Financial Resources for Housing Justice

We cannot shy away from the fact that producing, operating and preserving social housing costs money: it requires large amounts of labor and materials, and, in many cases, it is sited on land that has become inordinately expensive for the very fact that someone else could be making a lot of money by building luxury housing on top of it. There are, of course, ways to reduce these costs. Policies aimed at cooling speculative land markets, many of which are detailed in Parts 3 and 4 of this report, can bring down acquisition prices. Upfront capital investments can drive down operating costs, by minimizing debt long-term. .

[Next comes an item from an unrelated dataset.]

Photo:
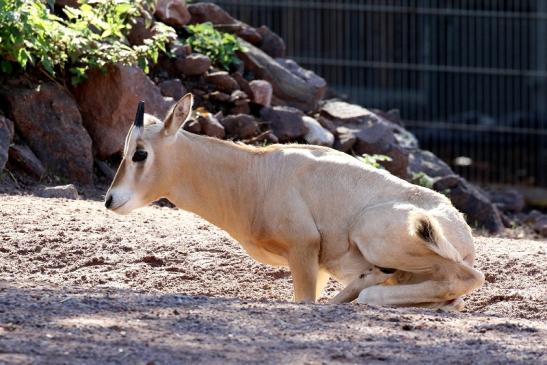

Permanent affordability built into social housing models preserves public subsidy over time. It does not require periodic payouts to owners to encourage them to renew their regulatory agreements, or, worse yet, to accept the eventual loss of affordable housing to private actors. However, committing to a large-scale social housing program means devoting substantial public resources on an ongoing basis, particularly in a state like New York, where the largest city contains some of the most expensive land on earth.

At the same time, we already spend a tremendous amount on sustaining the inequitable status quo in housing. On the federal level, the single most expensive housing program is the roughly $25 billion mortgage interest tax deduction, which disproportionately benefits the wealthy and does nothing for renters or homeless people. (The 2017 Trump tax overhaul reduced the program from $70 billion, but also made it less useful for lower-income homeowners.) On the state level, our budget shows that we are most committed to the production of mostly luxury housing through the 421-a tax break, a State program which cost New York City $1.7 billion in fiscal year 2021 alone. Similarly, the 485-a tax break costs upstate municipalities millions while requiring nothing in terms of affordable housing. Meanwhile, city, state and federal governments also spend billions of dollars on shelters to temporarily house people who are homeless as a result of our unaffordable housing system. The number of homeless people — and therefore the cost of the shelter system — would be much smaller if public spending on housing was reoriented toward social ownership and permanent affordability.

We are already spending a tremendous amount of money on private, for-profit housing and the homelessness crisis it produces. It's time to shift the priority to funding social housing instead.